Narayani Barve

Do Ecological Niche Model Predictions Reflect the Adaptive Landscape of Species?: A Test Using Myristica malabarica Lam., an Endemic Tree in the Western Ghats, India

Ecological niche models (ENM) have become a popular tool to define and predict the “ecological niche” of a species. An implicit assumption of the ENMs is that the predicted ecological niche of a species actually reflects the adaptive landscape of the species. Thus in sites predicted to be highly suitable, species would have maximum fitness compared to in sites predicted to be poorly suitable. As yet there are very few attempts to address this assumption. Here we evaluate this assumption. We used Bioclim (DIVA GIS version 7.3) and Maxent (version 3.3.2) to predict the habitat suitability of Myristica malabarica Lam., an economically important tree occurring in the Western Ghats, India. We located populations of the trees naturally occurring in different habitat suitability regimes (from highly suitable to poorly suitable) and evaluated them for their regeneration ability and genetic diversity. We also evaluated them for two plant functional traits, fluctuating asymmetry – an index of genetic homeostasis, and specific leaf weight – an index of primary productivity, often assumed to be good surrogates of fitness. We show a significant positive correlation between the predicted habitat quality and plant functional traits, regeneration index and genetic diversity of populations. Populations at sites predicted to be highly suitable had a higher regeneration and gene diversity compared to populations in sites predicted to be poor or unsuitable. Further, individuals in the highly suitable sites exhibited significantly less fluctuating asymmetry and significantly higher specific leaf weight compared to individuals in the poorly suitable habitats. These results for the first time provide an explicit test of the ENM with respect to the plant functional traits, regeneration ability and genetic diversity of populations along a habitat suitability gradient. We discuss the implication of these resultsfor designing viable species conservation and restoration programs.
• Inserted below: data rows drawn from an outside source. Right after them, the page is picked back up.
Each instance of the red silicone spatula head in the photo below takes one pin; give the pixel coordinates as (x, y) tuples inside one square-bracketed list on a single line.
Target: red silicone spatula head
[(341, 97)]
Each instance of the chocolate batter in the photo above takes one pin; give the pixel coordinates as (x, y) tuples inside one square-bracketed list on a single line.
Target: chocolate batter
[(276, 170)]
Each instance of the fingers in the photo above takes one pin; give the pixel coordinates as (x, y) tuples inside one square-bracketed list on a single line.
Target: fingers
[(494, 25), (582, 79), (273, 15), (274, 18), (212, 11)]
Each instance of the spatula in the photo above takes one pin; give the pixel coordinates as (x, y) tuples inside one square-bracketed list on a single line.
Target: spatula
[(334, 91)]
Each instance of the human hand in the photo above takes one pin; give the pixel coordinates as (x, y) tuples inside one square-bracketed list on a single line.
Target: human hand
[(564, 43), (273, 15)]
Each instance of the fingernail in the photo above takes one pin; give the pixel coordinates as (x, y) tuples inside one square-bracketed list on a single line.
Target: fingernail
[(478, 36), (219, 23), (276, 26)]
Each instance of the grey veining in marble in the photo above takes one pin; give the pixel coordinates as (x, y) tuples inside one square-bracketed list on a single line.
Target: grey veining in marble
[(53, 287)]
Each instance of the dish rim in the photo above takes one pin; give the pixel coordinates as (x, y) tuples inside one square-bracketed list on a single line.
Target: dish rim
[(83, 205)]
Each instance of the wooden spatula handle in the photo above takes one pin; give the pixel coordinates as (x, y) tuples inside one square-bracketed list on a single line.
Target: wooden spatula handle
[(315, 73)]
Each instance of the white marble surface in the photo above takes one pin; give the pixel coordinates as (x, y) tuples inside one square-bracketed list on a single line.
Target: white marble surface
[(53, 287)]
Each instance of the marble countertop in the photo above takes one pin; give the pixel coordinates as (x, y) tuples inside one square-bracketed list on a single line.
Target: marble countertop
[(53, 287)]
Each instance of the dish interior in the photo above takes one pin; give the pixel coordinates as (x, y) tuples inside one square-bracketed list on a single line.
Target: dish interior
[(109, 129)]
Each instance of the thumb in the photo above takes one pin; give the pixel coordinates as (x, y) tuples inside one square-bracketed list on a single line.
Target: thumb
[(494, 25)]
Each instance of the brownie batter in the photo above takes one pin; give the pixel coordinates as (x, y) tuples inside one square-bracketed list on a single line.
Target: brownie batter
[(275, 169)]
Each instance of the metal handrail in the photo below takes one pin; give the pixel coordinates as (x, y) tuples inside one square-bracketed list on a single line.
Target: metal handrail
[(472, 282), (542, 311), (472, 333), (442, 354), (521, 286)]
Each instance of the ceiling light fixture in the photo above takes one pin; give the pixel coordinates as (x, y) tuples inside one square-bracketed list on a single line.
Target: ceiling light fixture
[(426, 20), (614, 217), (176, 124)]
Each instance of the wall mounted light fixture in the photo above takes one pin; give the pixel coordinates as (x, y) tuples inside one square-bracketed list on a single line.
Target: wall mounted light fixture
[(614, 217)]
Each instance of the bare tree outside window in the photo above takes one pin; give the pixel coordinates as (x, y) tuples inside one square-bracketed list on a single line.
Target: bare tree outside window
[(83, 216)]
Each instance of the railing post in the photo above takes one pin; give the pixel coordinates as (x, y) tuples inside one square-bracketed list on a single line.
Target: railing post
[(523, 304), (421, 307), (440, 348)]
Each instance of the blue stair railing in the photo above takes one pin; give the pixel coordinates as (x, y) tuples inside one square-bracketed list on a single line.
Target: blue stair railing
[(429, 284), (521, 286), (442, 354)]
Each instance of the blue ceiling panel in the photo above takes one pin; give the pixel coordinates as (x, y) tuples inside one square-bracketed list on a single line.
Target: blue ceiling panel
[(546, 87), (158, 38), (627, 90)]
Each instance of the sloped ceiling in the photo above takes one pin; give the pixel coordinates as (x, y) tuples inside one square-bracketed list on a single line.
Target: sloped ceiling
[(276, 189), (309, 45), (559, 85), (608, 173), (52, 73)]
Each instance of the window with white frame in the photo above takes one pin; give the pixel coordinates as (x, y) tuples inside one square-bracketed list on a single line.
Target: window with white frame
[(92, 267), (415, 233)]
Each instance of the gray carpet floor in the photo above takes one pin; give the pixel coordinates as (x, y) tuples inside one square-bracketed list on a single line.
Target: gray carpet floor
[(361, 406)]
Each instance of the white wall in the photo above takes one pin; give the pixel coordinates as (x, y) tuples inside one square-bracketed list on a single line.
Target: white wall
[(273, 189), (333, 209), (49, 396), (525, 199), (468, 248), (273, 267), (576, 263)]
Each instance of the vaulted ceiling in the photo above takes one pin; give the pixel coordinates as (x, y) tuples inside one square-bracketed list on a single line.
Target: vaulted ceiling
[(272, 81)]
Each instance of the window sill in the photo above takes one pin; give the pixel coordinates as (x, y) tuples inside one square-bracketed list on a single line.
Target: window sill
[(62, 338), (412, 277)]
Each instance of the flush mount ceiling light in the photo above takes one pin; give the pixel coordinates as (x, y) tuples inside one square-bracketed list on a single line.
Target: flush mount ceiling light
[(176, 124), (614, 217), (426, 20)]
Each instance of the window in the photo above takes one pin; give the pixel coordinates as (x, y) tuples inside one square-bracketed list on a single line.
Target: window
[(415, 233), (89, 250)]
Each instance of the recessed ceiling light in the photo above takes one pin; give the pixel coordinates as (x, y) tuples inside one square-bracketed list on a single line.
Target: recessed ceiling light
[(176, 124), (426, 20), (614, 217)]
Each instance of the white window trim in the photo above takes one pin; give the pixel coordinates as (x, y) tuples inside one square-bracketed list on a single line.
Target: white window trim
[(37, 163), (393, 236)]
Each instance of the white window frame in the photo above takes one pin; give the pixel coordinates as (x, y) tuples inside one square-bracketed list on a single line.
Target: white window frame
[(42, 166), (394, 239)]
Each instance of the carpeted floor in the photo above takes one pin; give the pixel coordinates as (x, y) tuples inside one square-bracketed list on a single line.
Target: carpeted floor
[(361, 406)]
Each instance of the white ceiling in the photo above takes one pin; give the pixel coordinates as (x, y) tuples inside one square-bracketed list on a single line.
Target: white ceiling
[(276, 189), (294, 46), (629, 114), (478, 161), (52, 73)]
Mapping current and future potential snakebite risk in the new world

Snakebite envenoming is an important public health concern worldwide. In the Americas, ~300,000 bites occur annually, leaving 84,110–140,981 envenomings and 652–3466 deaths. Here, we modeled current and future snakebite risk using ecological niche models (ENMs) of 90 venomous snake taxa. Current snakebite risk predictions were corroborated by incidence data from eight regions/periods with different characteristics. Detailed projections of potential future range shifts on distributions of the medically most relevant species indicated that North American species’ ranges are likely to increase in the future, but mixed results were obtained for Latin American snakes. A likely expansion of overall risk area and an increase of rural population at risk were observed from a consensus model among future scenarios. Our study highlights the capacity of ENMs to provide detailed information on current and future potential distributions of venomous snakes, as well as useful perspectives on snakebite risk, at least broad scales.
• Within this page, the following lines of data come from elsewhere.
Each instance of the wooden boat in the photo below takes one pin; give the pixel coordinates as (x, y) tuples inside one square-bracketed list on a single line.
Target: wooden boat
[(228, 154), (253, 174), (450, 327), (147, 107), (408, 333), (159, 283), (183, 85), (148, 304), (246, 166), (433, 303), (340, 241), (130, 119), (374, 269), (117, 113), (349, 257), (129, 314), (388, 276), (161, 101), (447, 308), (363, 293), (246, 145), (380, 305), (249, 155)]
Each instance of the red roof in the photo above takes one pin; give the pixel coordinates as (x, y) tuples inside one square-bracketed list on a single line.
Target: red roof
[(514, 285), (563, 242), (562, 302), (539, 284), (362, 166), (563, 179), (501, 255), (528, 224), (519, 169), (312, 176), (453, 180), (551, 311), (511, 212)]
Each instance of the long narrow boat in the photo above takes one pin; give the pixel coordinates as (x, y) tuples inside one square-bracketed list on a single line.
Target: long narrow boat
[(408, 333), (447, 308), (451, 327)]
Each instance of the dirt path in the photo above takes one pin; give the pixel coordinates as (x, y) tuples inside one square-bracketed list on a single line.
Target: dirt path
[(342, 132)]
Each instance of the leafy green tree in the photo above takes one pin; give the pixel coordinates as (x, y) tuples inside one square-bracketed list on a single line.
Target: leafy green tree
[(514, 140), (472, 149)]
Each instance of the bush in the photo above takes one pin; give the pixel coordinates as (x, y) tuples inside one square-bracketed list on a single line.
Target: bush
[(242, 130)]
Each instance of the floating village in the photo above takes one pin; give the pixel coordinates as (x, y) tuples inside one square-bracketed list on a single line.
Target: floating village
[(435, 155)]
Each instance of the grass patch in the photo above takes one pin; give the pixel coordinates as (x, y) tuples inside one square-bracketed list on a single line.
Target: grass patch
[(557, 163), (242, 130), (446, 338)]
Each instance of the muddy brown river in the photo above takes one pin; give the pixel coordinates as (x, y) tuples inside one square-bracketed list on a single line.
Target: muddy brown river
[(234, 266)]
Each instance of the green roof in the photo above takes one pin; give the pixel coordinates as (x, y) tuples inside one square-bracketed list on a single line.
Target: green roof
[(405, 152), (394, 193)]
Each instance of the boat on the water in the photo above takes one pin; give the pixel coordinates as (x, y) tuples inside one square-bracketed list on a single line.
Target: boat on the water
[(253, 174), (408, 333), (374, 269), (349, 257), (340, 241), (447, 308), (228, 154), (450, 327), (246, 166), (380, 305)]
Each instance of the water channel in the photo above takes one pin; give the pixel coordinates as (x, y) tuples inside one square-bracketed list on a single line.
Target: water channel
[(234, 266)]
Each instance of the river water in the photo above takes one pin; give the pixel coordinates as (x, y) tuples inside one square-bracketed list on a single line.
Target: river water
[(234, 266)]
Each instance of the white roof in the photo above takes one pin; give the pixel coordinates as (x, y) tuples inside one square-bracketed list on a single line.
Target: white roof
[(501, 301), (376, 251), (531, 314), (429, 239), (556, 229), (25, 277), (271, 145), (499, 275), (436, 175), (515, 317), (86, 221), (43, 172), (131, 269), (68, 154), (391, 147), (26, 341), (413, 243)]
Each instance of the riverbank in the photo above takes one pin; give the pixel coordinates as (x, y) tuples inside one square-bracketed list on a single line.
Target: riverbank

Climatic niche and flowering and fruiting phenology of an epiphytic plant

Each species passes through various life stages, and each life stage may have different requirements in terms of climate, soil, topography or other abiotic factors. The phenological stage is one such critical life stage in the plant life cycle. We examined the availability of optimal ecophysiological parameters in 22 years of high temporal climate data during the flowering and fruiting stage of an epiphytic plant, Spanish Moss, with a hemisphere-wide distribution. We used herbarium specimens to establish the flowering period. We found that most populations experience sub-optimal conditions in at least one environmental dimension and most populations are constrained by minimum temperature during the flowering/fruiting stage.